La jeune fille et la mort

J’ai dans la tête un morceau de Schubert : « la jeune fille et la mort ». Et je repense à ces moments passés à espérer autre chose que la misère pour mes semblables et moi-même. Et pour toutes ces jeunes filles en fleur que j’ai connues, croisées, aimées. Parfois dans le malheur. Mais malgré les risques de chagrins inéluctables, parfois l’espace d’un jour, parfois l’espace d’une seconde, j’abandonnais tous mes rêves de grandeur pour l’insouciance d’une journée passée sous le soleil immense de la langueur. Depuis, ma faiblesse a fait que je n’y ai pas changé grand-chose, et que je reste inapte au bonheur. Je ne puis donc rien regretter – tout autant de mes égarements que de mes échecs. Mais ceux des autres, leurs malheurs et leurs douleurs, puis-je les ignorer ? Non.

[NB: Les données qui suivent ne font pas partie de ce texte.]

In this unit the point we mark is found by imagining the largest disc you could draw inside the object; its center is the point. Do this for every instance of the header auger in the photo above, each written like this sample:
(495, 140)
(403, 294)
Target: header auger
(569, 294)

Alors il me vient cette idée de me battre. Me battre contre l’ignominie, contre tout ce nazisme ambiant, tout ces tocards qui nous gouvernent et nous commandent. Ces tocards qui nous commandent : chacun peut en faire chaque jour le tour. Mais constamment ? Est-ce réellement tenable de se laisser mourir pour la paix du bourgeois bienveillant ? Faut-il appeler au crime ? Faut que celui qui reste notre prochain, malgré le fait qu’on l’exècre, meure de notre envie de faire justice pour les innocents dans l’incapacité de se défendre ? Ou bien faut-il se tuer soi-même ? C’est ici, toujours, notre extrémisme qui empêche notre folie. Puisque ce que j’écris là je ne puis décemment l’écrire sans me justifier, sans que la violence des mots ne me soit encore reprochée, sans que l’on me condamne pour homicide envers moi-même. Ou pour incitation au suicide collectif. Aucun jour pourtant ne se fait sans ce que j’appel la belle démonstration de l’homme en blanc, mon curé de campagne favoris : « tu te dois, gamin, de mourir à toi-même, mais non point vouloir que l’on te tue par désespoir ou par folie d’aimer ! ». La belle démonstration que déjà l’on opposait à Goethe dans ces « souffrances du jeune Werther ». Comme à chaque époque, en 1774, il ne faisait pas bon vouloir mourir, ne serait-ce que d’amour. Ou simplement, à force de misère visible, vouloir sauver celui qui reste encore un temps.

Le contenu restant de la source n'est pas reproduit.